A team of researchers has discovered a flaw that exposes emails from famous service users such as Apple Mail, Microsoft Outlook and Mozilla Thunderbird. The vulnerability, called EFAIL, is present in the PGP and S / MIME protocols, the two most commonly used to protect sensitive messages, especially in the middle business.

According to experts, hackers can exploit the loophole to read any messages encrypted with these technologies in recent years. The recommendation is to disable the function in PC or Mac applications and use safer communication alternatives, such as Signal.

How to sync to mobile without installing apps?

Vulnerability in encryption software can expose emails from Outlook, Thunderbird and Apple Mail users

In an interview with the BBC, F-Secure security expert Mikko Hypponen said the vulnerability could be used to decrypt a cache file of emails sent in the past if an attacker had access to that data. Previously, old e-mail files stored on enterprise servers would supposedly be protected by PGP or S / MIME protocols.

The failure occurs by scanning HTML images contained in PGP or S / MIME-protected emails. The attacker first needs to access encrypted e-mail by spying on network traffic and gaining access to backups on servers or personal computers. The problem is aggravated by the applicability of the coup in messages collected years ago.

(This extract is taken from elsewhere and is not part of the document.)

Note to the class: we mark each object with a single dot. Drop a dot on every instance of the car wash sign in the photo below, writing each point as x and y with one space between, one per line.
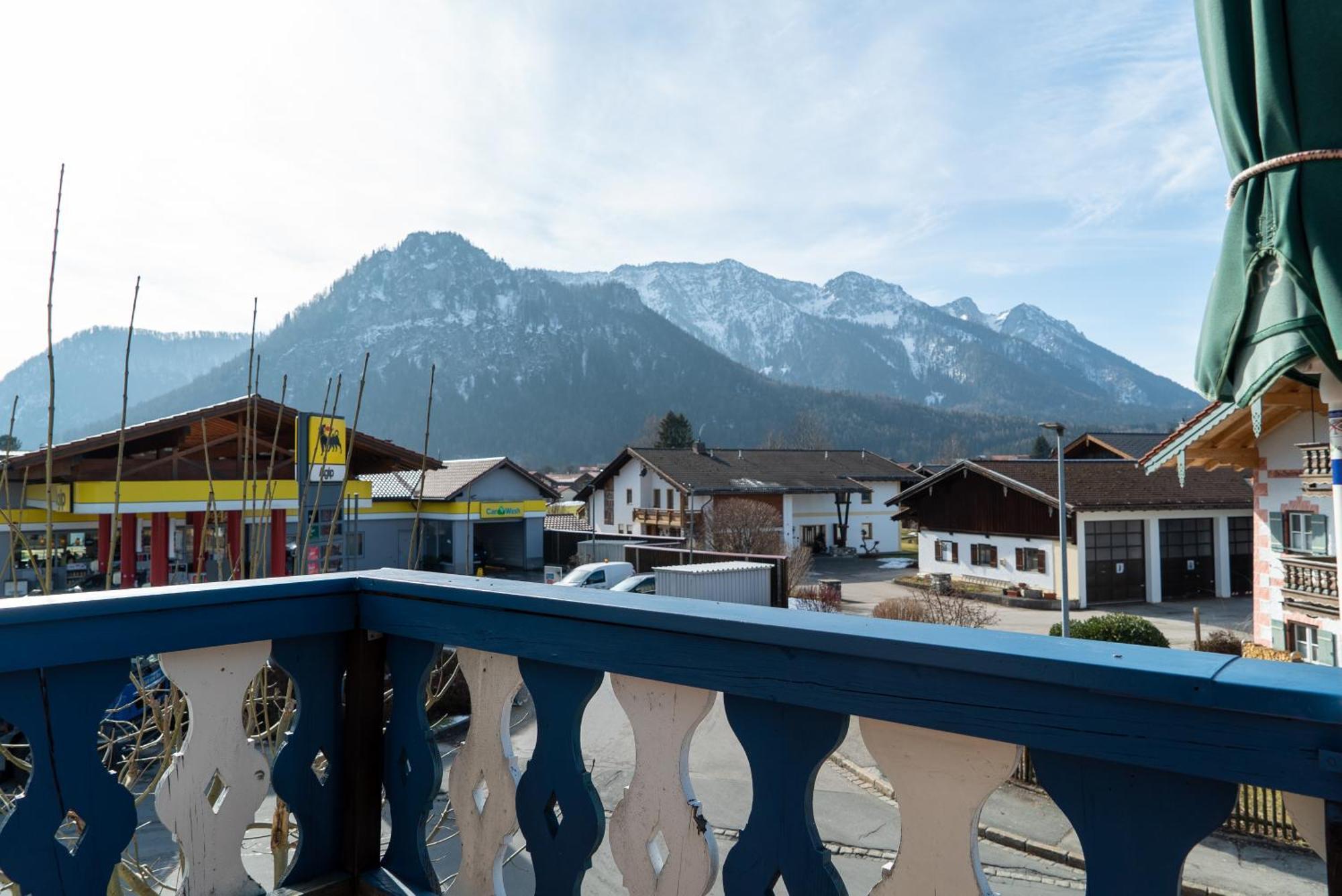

With the discovery of the flaw, the trend is for hackers to launch attacks on servers worldwide to get emails sent over the past few years. One possibility is the search for secrets for use in extortion schemes. For now, the only way to minimize the problem is to abandon cryptography technologies and resort to alternative forms of network security. So, learn in the tutorials below how to disable the service in Apple, Thunderbird and Outlook emails.

How to Disable Encryption in Apple Mail

Step 1. First, make sure Mail is closed. Then open the Finder and go to the "Go> Go to Folder" menu.

Open the Finder Quick Menu on the Mac

Step 2. In the window that opens then enter in the bar the address "/ Library / Mail / Bundles" (without quotes). Then confirm the action in "Go".

Open the path of installed bundles to Mail

Step 3. In the "Bundles" folder, find and move the file called "GPGMail.mailbundles" to the trash.

Move the GPG bundle to the trash

How to disable encryption in Thunderbird

Step 1. Open Thunderbird and go to the add-ons option from the main menu in the three-line icon in the upper right corner.

Access the Thunderbird add-ons menu

Step 2. In the list of extensions, disable or remove the "Enigmail" add-on to prevent the use of the PGP protocol in your messages.

Disable the Enigmail extension

How to disable encryption in Outlook

Step 1. Download the GPG4 installer ( to Windows and start the wizard as if you would install the security mechanism for the first time.

Download the security protocol installer

Step 2. In the component selection window, uncheck the "GpgOL" option and leave the rest of the alternatives unchanged. Select "Next" and finish the installation to remove the PGP protocol previously installed in Outlook.

Uncheck Open GPG to remove Outlook protocol

Via Electronic Frontier Foundation and BBC

How to create email with your own free domain? Ask your questions in the Forum.